Built-in parsers score 10; this plugin scores 100, so it cleanly outranks defaults for matching files without affecting anything else.

What this plugin does

  • Archive PDF rendering for XRechnung via the official KoSIT XRechnung-Visualization XSLT (xr-pdf.xsl) plus Apache FOP (XSL-FO → PDF).
  • Pass-through archive for ZUGFeRD PDFs (preserves PDF/A-3 conformance and the Factur-X signature).
  • Extracted invoice fields (number, date, due date, seller, totals, …) surfaced in Paperless's metadata sidebar and prepended to the searchable text body.

What this plugin does NOT do

  • Creating Custom Fields (no plugin hook for this exists yet) from XML invoice fields
  • Generation / creation of E-Rechnungen (Paperless-ngx is not a data entry tool)
  • OCR fallback for scanned/non-Factur-X PDFs — those continue to use Paperless's built-in Tesseract path.

Vendored KoSIT assets

src/paperless_ngx_erechnung/xslt/ contains a pinned snapshot of the KoSIT XRechnung-Visualization project (Apache-2.0): the XSLT stylesheets, the Apache FOP configuration (conf/fop.xconf), and the Source Serif Pro TTF fonts (conf/fonts/, SIL OFL) that the FOP config registers.

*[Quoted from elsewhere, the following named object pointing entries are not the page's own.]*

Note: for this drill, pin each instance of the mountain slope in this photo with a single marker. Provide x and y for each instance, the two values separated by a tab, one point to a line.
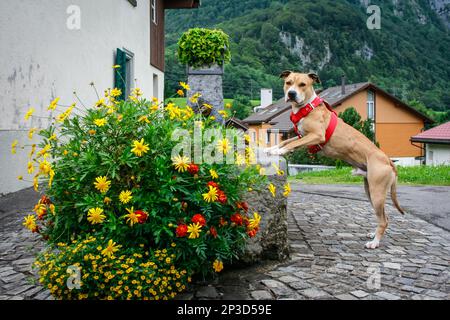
408	56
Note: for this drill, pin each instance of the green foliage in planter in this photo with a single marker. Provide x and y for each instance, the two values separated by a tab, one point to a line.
198	47
110	173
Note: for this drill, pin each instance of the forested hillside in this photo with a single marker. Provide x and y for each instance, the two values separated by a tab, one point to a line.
408	56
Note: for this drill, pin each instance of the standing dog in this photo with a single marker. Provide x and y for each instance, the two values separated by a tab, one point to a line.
320	129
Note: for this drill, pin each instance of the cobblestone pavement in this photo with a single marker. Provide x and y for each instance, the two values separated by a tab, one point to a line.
328	258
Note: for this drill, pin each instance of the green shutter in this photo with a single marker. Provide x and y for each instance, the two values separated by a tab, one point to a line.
120	73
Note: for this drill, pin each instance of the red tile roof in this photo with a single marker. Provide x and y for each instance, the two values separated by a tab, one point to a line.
437	134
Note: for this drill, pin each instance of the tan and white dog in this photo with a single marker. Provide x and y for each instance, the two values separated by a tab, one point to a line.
346	143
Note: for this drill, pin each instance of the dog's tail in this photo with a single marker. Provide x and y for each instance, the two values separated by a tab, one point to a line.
394	190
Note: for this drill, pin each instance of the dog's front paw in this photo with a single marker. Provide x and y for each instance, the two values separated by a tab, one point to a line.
373	244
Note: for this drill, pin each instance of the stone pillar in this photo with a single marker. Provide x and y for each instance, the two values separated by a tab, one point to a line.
271	242
208	82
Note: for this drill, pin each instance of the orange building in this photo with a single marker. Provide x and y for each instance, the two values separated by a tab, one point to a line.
394	121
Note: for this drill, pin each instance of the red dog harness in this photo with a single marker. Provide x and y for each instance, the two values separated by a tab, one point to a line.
304	111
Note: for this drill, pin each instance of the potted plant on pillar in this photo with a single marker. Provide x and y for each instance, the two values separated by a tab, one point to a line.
204	52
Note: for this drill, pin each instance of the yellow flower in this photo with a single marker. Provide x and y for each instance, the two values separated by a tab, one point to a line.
102	184
144	119
131	217
95	215
139	148
13	146
100	122
44	151
33	149
31	132
29	114
277	168
137	92
100	103
30	222
287	189
63	116
110	249
273	190
181	163
44	167
125	196
240	159
211	195
194	230
253	223
223	113
115	92
185	86
53	104
223	145
194	98
218	266
36	183
213	174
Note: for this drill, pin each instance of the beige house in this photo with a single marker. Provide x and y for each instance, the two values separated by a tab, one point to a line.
394	121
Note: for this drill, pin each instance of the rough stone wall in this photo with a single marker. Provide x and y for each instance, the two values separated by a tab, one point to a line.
208	82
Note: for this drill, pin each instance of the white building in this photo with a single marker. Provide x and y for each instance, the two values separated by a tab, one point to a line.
437	144
51	48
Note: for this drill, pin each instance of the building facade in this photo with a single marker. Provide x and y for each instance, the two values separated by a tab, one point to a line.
394	121
52	48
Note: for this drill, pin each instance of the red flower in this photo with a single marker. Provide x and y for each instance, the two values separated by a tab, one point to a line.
141	215
252	233
193	168
213	184
222	222
181	230
198	218
222	197
45	200
213	232
237	218
242	205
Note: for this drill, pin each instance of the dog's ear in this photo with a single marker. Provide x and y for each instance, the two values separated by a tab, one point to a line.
315	77
285	74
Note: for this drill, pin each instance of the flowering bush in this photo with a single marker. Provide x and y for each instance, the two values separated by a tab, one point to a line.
110	174
110	271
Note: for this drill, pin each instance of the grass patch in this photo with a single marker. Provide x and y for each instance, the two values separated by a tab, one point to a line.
419	175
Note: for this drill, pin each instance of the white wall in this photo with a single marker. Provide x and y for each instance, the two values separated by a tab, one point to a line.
42	59
441	154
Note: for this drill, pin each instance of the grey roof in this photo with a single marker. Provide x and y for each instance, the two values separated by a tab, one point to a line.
268	113
334	94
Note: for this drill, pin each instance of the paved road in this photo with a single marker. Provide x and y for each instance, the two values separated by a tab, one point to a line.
328	258
430	203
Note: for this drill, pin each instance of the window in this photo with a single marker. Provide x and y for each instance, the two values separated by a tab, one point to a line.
370	105
124	73
153	11
155	86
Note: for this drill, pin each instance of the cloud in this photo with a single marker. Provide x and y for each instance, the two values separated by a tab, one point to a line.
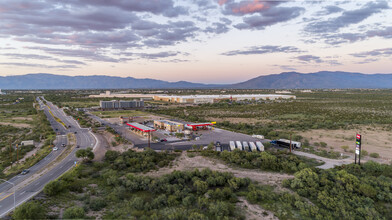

See xslt/README.md for the pinned version and re-vendoring instructions.

Installation

Unfortunately, installing this plugin is more than a single click and depends very much on your setup. Two pieces need to land in Paperless-ngx's runtime environment:

  1. The Python package itself, installed into the same interpreter Paperless runs under, so its paperless_ngx.parsers entry-points are discovered at startup.
  2. Apache FOP + a headless JRE, available on PATH, so the XRechnung → archive PDF stage works.

Once both are in place, Paperless picks up the parsers at startup — look for Loaded third-party parser 'XRechnung' … in the logs to confirm succesful installation.

Docker / Docker Compose

The upstream image ships neither FOP nor this plugin, so we need to extend it with a small Dockerfile next to your docker-compose.yml:

FROM ghcr.io/paperless-ngx/paperless-ngx:beta

USER root
RUN apt-get update && apt-get install -y --no-install-recommends \
        default-jre-headless fop \
    && rm -rf /var/lib/apt/lists/*
RUN pip install --no-cache-dir paperless-ngx-erechnung
USER paperless

Now you can build this modified image with:

docker build -t paperless-ngx-erechnung:latest .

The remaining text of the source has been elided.